Constant vigilance needed to prevent benchmark tampering Add to ...

Timothy Lane is deputy governor of the Bank of Canada.

Trust is fundamental to the world of finance. Recent developments concerning financial benchmarks in some jurisdictions have shaken that trust.

These benchmarks were developed to provide an unbiased, arm’s-length measure of market conditions and have come to be widely used throughout financial markets. For instance, interbank related interest rate benchmarks are used globally to determine the interest rate paid on trillions of loans and securities.

Recent headlines, such as those concerning the London Interbank Offered Rate (Libor), suggest some benchmarks may have been influenced improperly by various individuals for personal gain. This is alarming for organizations that use financial markets. For example, asset managers might wonder if their returns were affected by manipulation of financial benchmarks. It is something that has been taken very seriously by central banks and regulators around the world.

Canadians might wonder about the integrity of domestic benchmarks, like the Canadian dealer offered rate (CDOR), which is used to price about $10-trillion in interest-rate swaps and exchange-traded derivatives. CDOR is based on a daily survey of banks, which indicate the rate at which they would be willing to lend to corporate customers through Bankers Acceptances.

CDOR’s design includes crucial differences from Libor. Notably, CDOR reflects the rate at which the banks would be willing to lend, not borrow (like Libor). Since banks are committed to lending to companies based on CDOR, and because borrowers choose when and at what maturity to borrow, there is a greater incentive for honesty.

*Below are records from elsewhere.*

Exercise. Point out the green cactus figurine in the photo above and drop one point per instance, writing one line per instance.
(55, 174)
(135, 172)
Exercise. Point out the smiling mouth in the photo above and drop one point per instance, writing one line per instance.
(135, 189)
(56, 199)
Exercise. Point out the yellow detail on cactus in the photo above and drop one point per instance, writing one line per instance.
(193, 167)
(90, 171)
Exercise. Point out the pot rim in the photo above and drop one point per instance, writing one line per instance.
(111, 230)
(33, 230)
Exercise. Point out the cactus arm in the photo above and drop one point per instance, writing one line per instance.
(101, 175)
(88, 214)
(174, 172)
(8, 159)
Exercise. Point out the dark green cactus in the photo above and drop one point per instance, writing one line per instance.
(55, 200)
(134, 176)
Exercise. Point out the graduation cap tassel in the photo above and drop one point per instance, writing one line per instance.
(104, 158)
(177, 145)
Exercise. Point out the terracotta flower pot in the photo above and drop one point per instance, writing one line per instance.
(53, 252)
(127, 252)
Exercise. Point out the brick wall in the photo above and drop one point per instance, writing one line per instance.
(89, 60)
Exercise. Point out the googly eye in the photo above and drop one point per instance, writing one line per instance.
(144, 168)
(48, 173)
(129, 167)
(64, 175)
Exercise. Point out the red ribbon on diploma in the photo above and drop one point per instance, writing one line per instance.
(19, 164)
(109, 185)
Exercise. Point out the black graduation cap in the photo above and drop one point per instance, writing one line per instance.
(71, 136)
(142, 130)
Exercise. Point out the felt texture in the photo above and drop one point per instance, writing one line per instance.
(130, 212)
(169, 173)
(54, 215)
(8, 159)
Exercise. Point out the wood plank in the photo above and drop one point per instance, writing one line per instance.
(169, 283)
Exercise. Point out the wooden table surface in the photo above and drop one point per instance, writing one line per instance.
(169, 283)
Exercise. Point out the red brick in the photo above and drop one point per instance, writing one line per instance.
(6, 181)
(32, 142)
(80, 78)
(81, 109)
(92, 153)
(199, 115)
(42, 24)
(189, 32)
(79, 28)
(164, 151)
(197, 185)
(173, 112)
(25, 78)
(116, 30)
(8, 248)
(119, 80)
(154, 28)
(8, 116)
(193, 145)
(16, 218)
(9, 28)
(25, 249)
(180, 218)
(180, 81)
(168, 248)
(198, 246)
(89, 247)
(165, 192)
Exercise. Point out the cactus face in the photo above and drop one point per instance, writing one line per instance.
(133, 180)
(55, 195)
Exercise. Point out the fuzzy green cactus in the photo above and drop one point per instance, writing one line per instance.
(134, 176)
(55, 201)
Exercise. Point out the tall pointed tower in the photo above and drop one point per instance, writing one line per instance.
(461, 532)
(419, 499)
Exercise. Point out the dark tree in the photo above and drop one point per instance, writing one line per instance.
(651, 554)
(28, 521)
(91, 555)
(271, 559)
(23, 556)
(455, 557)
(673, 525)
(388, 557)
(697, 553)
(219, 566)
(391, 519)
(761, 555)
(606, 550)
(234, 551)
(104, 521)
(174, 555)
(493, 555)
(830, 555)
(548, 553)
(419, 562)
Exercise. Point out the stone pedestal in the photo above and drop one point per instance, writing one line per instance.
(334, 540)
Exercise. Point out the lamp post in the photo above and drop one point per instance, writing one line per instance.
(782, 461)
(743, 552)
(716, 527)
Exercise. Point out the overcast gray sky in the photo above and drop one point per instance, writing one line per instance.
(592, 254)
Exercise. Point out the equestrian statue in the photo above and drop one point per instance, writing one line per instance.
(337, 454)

While there is no evidence of manipulation affecting CDOR or other Canadian benchmarks, we must not be complacent. Given its vital role in our financial system, Canadian authorities, including the Bank of Canada, and the financial industry are working to strengthen the governance and oversight of CDOR.

Canada will follow a set of best practices issued last summer by a group of financial market regulators from around the world, the International Organization of Securities Commissions (IOSCO), and which were endorsed by the G-20 and the Financial Stability Board.

A review of existing practices published last year by the Investment Industry Regulatory Organization of Canada identified some weaknesses and governance issues in the CDOR process, as well as a need to strengthen oversight.

Since CDOR submissions all come from banks, the relevant authorities have agreed that the Office of the Superintendent of Financial Institutions, which oversees banks, should supervise the effectiveness of governance and risk controls surrounding banks’ CDOR submission processes. More broadly, in its February budget, the federal government announced it will legislate a regulation-making authority covering banks’ financial-benchmark submissions.

In another important step, the banks on the CDOR panel will also soon release a code of conduct outlining, among other things, minimum standards for submission methodology, internal oversight and records retention.

The international standards will also be used to strengthen governance for other significant benchmarks, including the Canadian Overnight Repo Rate Average, the reference rate for the sizable Overnight Index Swap market.

Since foreign exchange benchmarks have come under question elsewhere, the Bank of Canada will review the indicative exchange rates it posts every day on its website. These rates are essentially published for analytical purposes, but they have come to be used in some market transactions. While there is no evidence of market manipulation affecting these rates, which are based on market transactions and market quotes, we are reviewing how they are used in the financial markets and our approach to publishing them. Issues relating to how these foreign exchange benchmarks are structured and calculated, as well as used by market participants, including banks, are now being examined by global authorities.

Robust financial benchmarks are to markets what reliable units of weights and measures are to retailers. Whether it is a litre of wine, a pound of butter or an interest rate benchmark, there should be no question that measurements for commercial and financial transactions are accurate and fair. The Bank of Canada and its partners are working hard to ensure that trust is restored.